また、この保険とは別に同社には長生き支援終身という終身保険もありますが、そちらとは保障内容も保険料も異なるため注意が必要です。それでは以下で保障内容・保険料・評判等を解説し、他社の終身保険と比較していきます。

保障内容

この保険は死亡・高度障害となると死亡保険金が受け取れる保険です。保険料は契約時から変わらず一定額で、一定年齢(60歳や65歳)まで支払う有期払いか、死亡するまで支払う終身払いから選択できます。死亡する前に解約すると、死亡保険金は消滅しますが解約返戻金が受け取れます。

東京海上日動あんしん生命の終身保険の保障内容(出典:東京海上日動あんしん生命 終身保険パンフレット2023年9月改定版)

解約返戻金は解約する時期によって金額が異なります。30歳契約・60歳で保険料払込完了・保険金額1000万円の場合、保険料は月額27200円となります。60歳までの30年間で支払う保険料総額は979万円です。解約返戻金は契約時から増加し、保険料を支払い終えた60歳時点では914万円で、60歳以下で解約すると914万円以下となります。60歳以降も増加を続け、80歳時には967万円となります。

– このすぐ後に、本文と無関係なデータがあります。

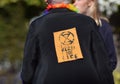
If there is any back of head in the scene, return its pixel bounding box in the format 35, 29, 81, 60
47, 0, 72, 4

その他に特約によって保障を追加できます。特約は災害割増特約・傷害特約・年金支払特約・リビングニーズ特約等があります。災害割増特約は不慮の事故で死亡すると保険金が上乗せされ、傷害特約は不慮の事故で身体障害状態になると保険金が受け取れます。年金支払特約は保険金を一時金ではなく年金形式で受け取れ、リビングニーズ特約は余命宣告を受けると死亡前に保険金が受け取れます。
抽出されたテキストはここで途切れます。